I urged the callers to look at California’s booming economy, the impact of our IPOs on the nation’s financial picture, the amazing new products that obtain patents, and lawyers going in-house with stock options. I suggested that but for lawyers’ belief in innovation and willingness to incur risk, our economy might still be in the doldrums of the late 1980s. This is actual evidence of the “propriety.” Really, do you think those proverbial kids, starting thriving businesses in garages, could “talk” a language federal regulators could understand? Speak to your own young adults (whose comments sometimes cause you to seriously think “switched at birth) to find the hidden answer to this question.

Rule 3-300 (Avoiding Interests Adverse to a Client) is a guide on how to ethically take stock or a percentage of the action. It requires strict and literal compliance, but it is definitely doable. Caution, prudence and absence of greed are the keys to successful lawyer-client business ventures.

Rule 3-300 mandates that the circumstances are substantively “fair and reasonable,” and communicated in writing in a manner that the client should reasonably understand. Client state of mind is important, sophisticated or naive. The client must be advised in writing to consult with independent counsel and be given an opportunity to do so. Finally, the client must consent in writing to the terms of the “transaction or acquisition.” The rule is applied broadly and does not require a current attorney-client relationship.

The client need not actually seek independent counsel, but the advice in writing is critical. It may be prudent for you personally to pay someone else (not a partner or associate) to bless the deal. Anecdotally, if the deal goes south, the finger will usually be pointed at the lawyer, who will be deemed to be holding the bag.

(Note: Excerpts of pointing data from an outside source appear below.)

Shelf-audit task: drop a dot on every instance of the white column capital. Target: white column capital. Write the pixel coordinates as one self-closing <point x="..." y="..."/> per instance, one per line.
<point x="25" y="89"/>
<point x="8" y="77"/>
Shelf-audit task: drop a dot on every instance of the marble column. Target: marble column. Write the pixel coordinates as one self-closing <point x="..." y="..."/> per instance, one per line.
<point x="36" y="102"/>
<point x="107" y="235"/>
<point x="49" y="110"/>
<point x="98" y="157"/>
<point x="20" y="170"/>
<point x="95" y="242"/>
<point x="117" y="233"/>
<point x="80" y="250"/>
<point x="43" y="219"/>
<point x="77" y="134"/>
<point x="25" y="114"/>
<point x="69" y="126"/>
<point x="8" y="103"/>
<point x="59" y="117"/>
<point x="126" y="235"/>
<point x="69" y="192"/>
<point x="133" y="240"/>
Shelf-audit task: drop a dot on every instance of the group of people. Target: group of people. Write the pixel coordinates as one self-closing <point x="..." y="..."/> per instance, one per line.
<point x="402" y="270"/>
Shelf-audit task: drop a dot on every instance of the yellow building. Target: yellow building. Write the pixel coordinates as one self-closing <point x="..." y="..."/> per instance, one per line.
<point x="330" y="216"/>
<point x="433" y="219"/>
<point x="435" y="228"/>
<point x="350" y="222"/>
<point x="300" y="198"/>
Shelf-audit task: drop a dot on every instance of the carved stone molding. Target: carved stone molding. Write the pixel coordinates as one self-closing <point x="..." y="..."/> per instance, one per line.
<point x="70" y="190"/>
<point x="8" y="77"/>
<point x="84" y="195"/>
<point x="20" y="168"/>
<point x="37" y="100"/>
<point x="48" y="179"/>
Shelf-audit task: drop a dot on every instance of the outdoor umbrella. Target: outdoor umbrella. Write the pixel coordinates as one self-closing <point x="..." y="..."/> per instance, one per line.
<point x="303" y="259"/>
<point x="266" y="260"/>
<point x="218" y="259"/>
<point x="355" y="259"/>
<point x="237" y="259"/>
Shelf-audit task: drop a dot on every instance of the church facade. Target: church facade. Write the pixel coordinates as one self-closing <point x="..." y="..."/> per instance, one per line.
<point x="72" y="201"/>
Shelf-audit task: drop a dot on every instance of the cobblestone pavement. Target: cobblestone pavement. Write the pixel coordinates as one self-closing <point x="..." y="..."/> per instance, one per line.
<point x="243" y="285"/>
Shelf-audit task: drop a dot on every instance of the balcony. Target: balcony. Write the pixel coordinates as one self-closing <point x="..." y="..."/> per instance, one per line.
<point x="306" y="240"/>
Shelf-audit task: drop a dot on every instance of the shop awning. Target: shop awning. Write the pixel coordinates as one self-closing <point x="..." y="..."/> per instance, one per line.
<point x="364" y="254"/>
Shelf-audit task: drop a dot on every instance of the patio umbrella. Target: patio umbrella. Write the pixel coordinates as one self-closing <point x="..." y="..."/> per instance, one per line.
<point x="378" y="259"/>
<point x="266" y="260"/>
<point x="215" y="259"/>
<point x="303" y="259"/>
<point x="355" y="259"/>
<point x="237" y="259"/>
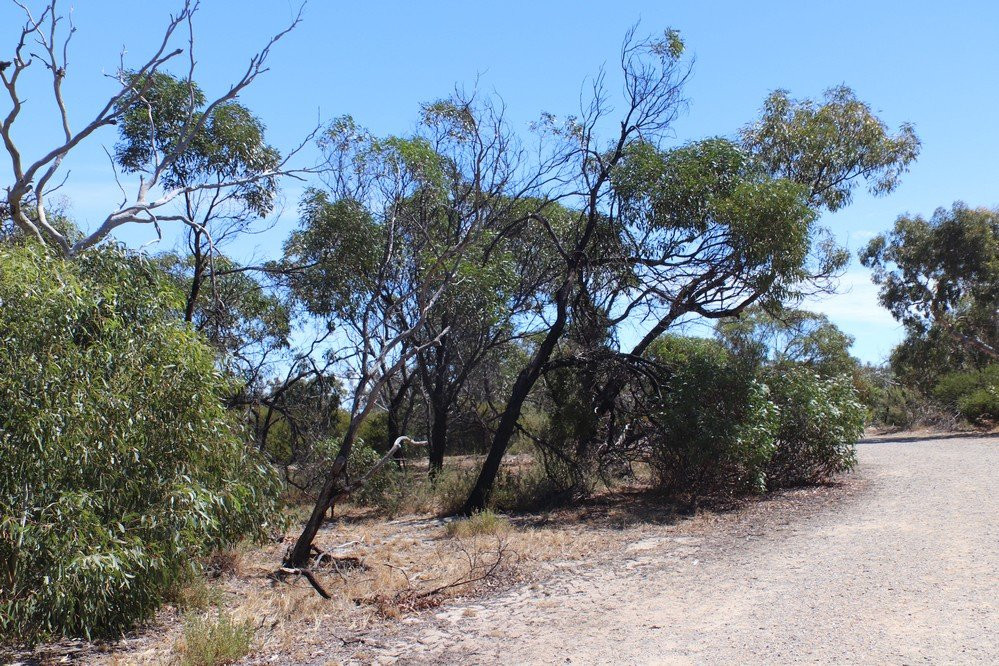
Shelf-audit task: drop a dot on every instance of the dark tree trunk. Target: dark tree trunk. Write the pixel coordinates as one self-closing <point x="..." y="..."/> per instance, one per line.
<point x="438" y="433"/>
<point x="300" y="554"/>
<point x="526" y="380"/>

Problems especially occur if there is mutual and concurrent ownership, coupled with the lawyer’s ability to summarily extinguish the client’s interest. This is sometimes generically known as greed and is characterized by excessive power in the lawyer’s hands.

Remember, just as it is the cli-ent’s cause of action, even if you have an interest, it is still the client’s business. Clients do not have to follow your sage wisdom, even if your judgment is sophisticated and obviously correct because you are the lawyer. At the turn of the century (the other century, the 20th), lawyers were encouraged to go into business with their clients. Justice Brandeis almost did not get confirmed, due to 17 or 18 cases where he had just too much control to be the lawyer for the deal.

Be prudent, and only take a tiny, de minimis slice, much less than 10 percent. Check to see if your errors and omissions coverage permits this, and please, be nice.